Sajen Dalam Kosmologi Jawa dan Perspektif Islam

Minggu, 27 Januari 2013



a     Sajen dalam Kosmologi Jawa
Secara umum ada 3 sajen versi Jawa, yaitu :
1.      Sesaji Selamatan; Sesaji yang ditujukan untuk menyenangkan.
Biasanya dilakukan ketika membuka lahan baru sebagai laku hormat untuk mencegah kecelakaan, wabah epidemik, akan mememulai pekerjaan besar seperti; bangun rumah, jembatan, pidah rumah yang biasa disebut ngruwat grasukan.
Sesaji keselamatan ini dihaturkan utamanya pada Indra, dayang desa, punden dan yang diyakini bisa membantu. Juga kepada roh – roh halus, hantu, dewa, ulama, para wali bahkan para nabi. Juga pada Yang Kuasa.
2.      Sesaji Penulakan; sesaji yang dihaturkan pada roh – roh jahat agar terhindar dari gangguannya.
Biasanya untuk mencegah penyakit orang dewasa diberi Bayu dan Baya juga Dhengen. Dan untuk melindungi bayi diberikan sesaji pada Sawan dan Sarap selama sepekan semenjak hari kelahiran. Dan bagi yang mempunyai pesugihan, memberikan sesaji kepada Blorong, Tuyl, dan lain – lain.
3.      Sesaji Wadima; sesaji rutinan yang dimaksud sebagaimana dua macam sesaji diatas.
Dalam hajat temanten, wadima biasanya diberikan saat pasang tarub, sasrahan, widodaren, tigas rekmo, acara manten, dan majmukan.
Wadima untuk anak adalah saat dirasakan ada benih ( ngebor-ebori), hamil tiga bulan(neloni), tujuh bulan(ningkepi/mitoni), sembilan bulan(memelu sedulur), hari kelahiran(brokohan), dan sebagainya.
Sedangkan Wadima untuk kematian dilakukan sejak hari pertama, ketiga, ketujuh, keempat puluh, keseratus, pendak setahun, sewunan, pendak tiga tahun sampai pendak delapan tahun.

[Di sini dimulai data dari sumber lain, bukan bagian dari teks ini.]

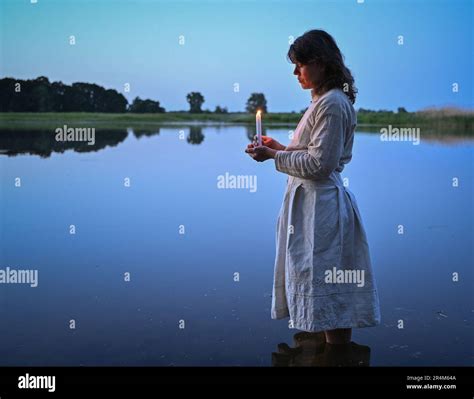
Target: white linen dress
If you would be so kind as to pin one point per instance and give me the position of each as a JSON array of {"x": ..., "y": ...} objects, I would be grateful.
[{"x": 319, "y": 227}]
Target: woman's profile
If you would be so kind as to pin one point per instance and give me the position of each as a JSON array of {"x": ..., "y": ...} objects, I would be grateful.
[{"x": 323, "y": 278}]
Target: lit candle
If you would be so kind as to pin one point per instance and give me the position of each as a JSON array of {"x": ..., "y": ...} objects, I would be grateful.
[{"x": 259, "y": 127}]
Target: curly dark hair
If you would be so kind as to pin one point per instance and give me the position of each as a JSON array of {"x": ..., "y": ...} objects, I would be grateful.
[{"x": 318, "y": 46}]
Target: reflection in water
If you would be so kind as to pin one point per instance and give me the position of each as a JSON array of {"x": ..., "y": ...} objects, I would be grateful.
[
  {"x": 195, "y": 135},
  {"x": 312, "y": 350},
  {"x": 144, "y": 133},
  {"x": 43, "y": 142}
]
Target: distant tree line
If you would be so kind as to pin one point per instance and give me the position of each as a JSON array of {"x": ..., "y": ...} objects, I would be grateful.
[{"x": 41, "y": 95}]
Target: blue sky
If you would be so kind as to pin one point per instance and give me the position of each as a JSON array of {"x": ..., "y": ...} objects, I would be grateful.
[{"x": 244, "y": 42}]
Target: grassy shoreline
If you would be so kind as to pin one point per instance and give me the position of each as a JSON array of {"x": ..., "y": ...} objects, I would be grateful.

Waktu – waktu utama untuk sesaji rutin ini adalah malam jumat secara umum. Malam jumat wage yang biasanay dikhususkan untuk sajian keselamatan binatang ternak. Malam jumat kliwon dianggap suci dan dikhusukan untuk nyekar. Juga malam selsa kliwon yang biasa disebut hari anggoro-kasih; yakni hari yang baik sekali untuk sesaji. Dan yang paling ramai adalah malam jumat legi. Yakni sesajian untuk semua roh; roh leluhur atau roh jahat. Terkhusus lagi pada malam satu Suro.
Dan ritual seperti ini masih banyak ditemui di beberapa tempat – tempat yang dikeramatkan.  Seperti lokasi Menang Pagu Kediri, Air Terjun Sedudo Ngliman Nganjuk, Ngujang Tulung-agung, dan lain – lain.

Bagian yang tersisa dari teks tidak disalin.